妖精の泉に付くと、少し驚く。石で作られたベンチや机が有り、公園に近い印象を感じた。
備え付けの水杓で水を飲み、ベンチに腰掛ける。
「あらためて、宜しくお願いします。」
自分が頭を下げると、2人は、慌てて返事を返した。
「こ、こちらこそ宜しくお願いします。世界神様からの御指名は、光栄です」
カルが慌てて返答する。
「私も光栄です。半妖精族の為に、共に頑張りましょう」
テルサが、熱意がこもった返答する。
「テルサは、ただ戦いだけでしょう」
「はい。そうです」
テルサが答えた。
「自分もだよ」
自分が話す。
「え」
「色々な差別や問題に、脅威があるのに、無いものとして、天下太平を謳歌している国。連中の愚かさにうんざりしていた。半妖精族なんて、説明してもらったが、解らないし、普通は、関係ない異世界の為に命掛けないし」
「そうですね。半妖精族は私も見た事が無いです。始めに会う、ウェブ族はあざらし乙女とも呼ばれる。伝説の一族ですから」
カルが答える。
「カルは風魔法と神命魔法が使えたよね、風魔法で結界をはって」
「はい。風よ、我らを全ての外から、護りたまえ。風結界」
結界を張り終わるのを確認してから。
「2人には、渡す物がある」
不思議な巾着袋から、腕時計をだす。
「神様には、許可を貰っている。日本の時を知る道具で、腕時計を2人に貸す」
巾着袋から、赤と白の腕時計を出す。
「何です。これ」
「時間を知る道具。使い方は、夜説明するから、好きな色を選んで、とにかくしまって」
「はい」
2人は、とりあえず巾着袋に入れる。
「赤はカルに、青はテルサに」
ブレスレットを置く。
「神様からのレンタル品」
「神様!」
2人は固まる。
「10個の魔石1つづに血を付けてから、左手首にはめて」
ナイフで傷をつけ、血を付けてから、左手首にはめる。
「何ですか。
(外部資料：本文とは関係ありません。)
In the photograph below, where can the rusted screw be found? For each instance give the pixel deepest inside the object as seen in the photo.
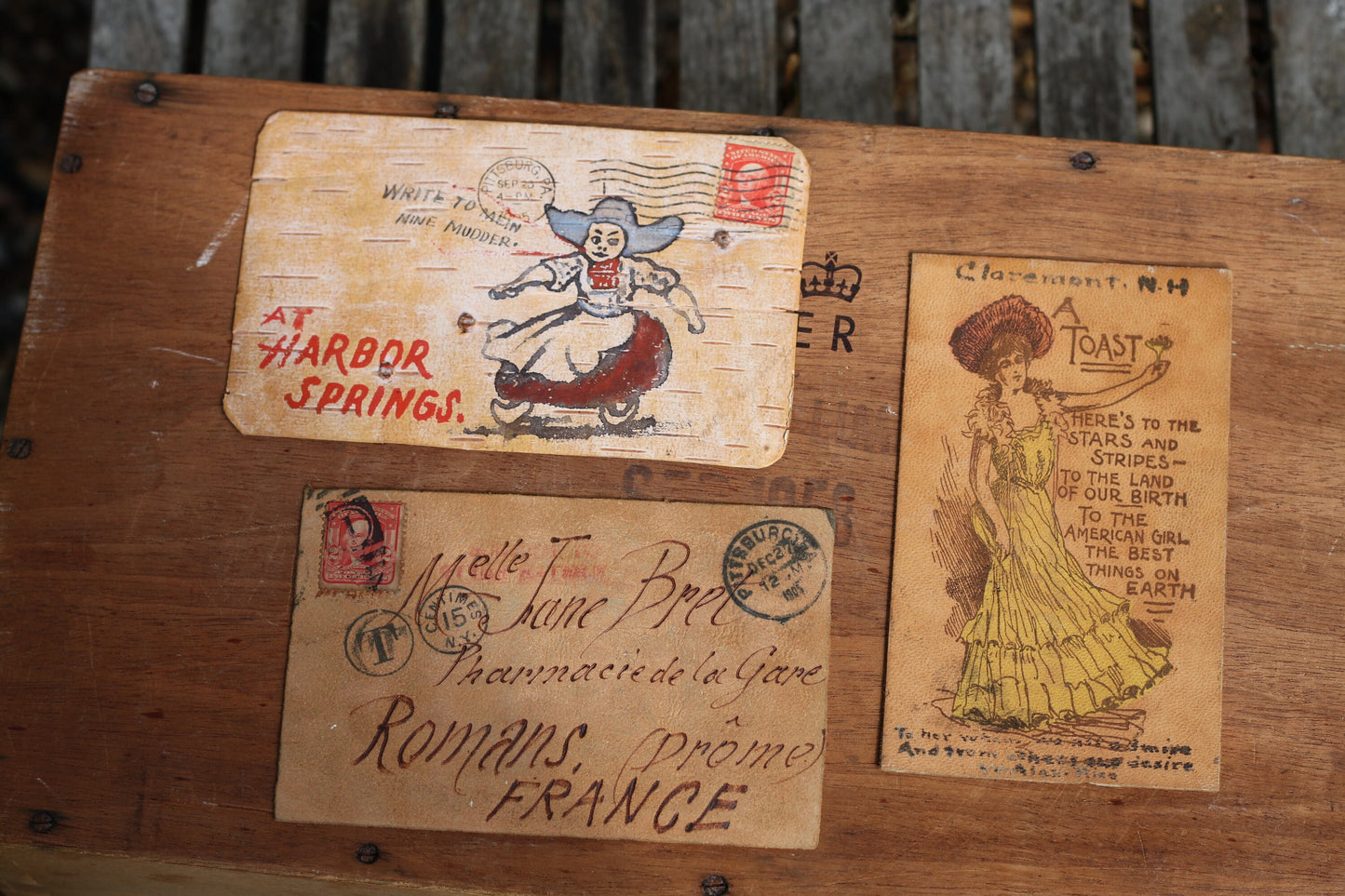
(1083, 160)
(147, 93)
説明が頭中響く!」
カルが叫ぶ。
「響いてる。これ凄い武器と防具じゃないですか。神器クラス・・」
テルサがうっとりした表情を浮かべる。自分と同類だ。
「力に溺れるな。貸し出しだから、終わったら腕時計と共に返却。」
「え~」
テルサは心底欲しいらしい。
「試したいです」
テルサ必死。
「私も試したいです」
カルも小声で、懇願。
「30分だけ。時計で計るから声かける。派手にしない」
2人は森に駆けていった。
自分は砂浜の方に歩き、岩影の所に座り、海を眺めていると、波の中から、大型のあざらしが1頭現れる。続くように計8頭のあざらしが砂浜に上陸すると、周囲を警戒する仕草をする。
背中を見せた1頭のあざらしの背中の皮が2つに割れ、中から後ろ姿でも、若いとわかる、全裸の女が出てきた。
あれがあざらし乙女!
モデルは妖精のローンとセルキーです。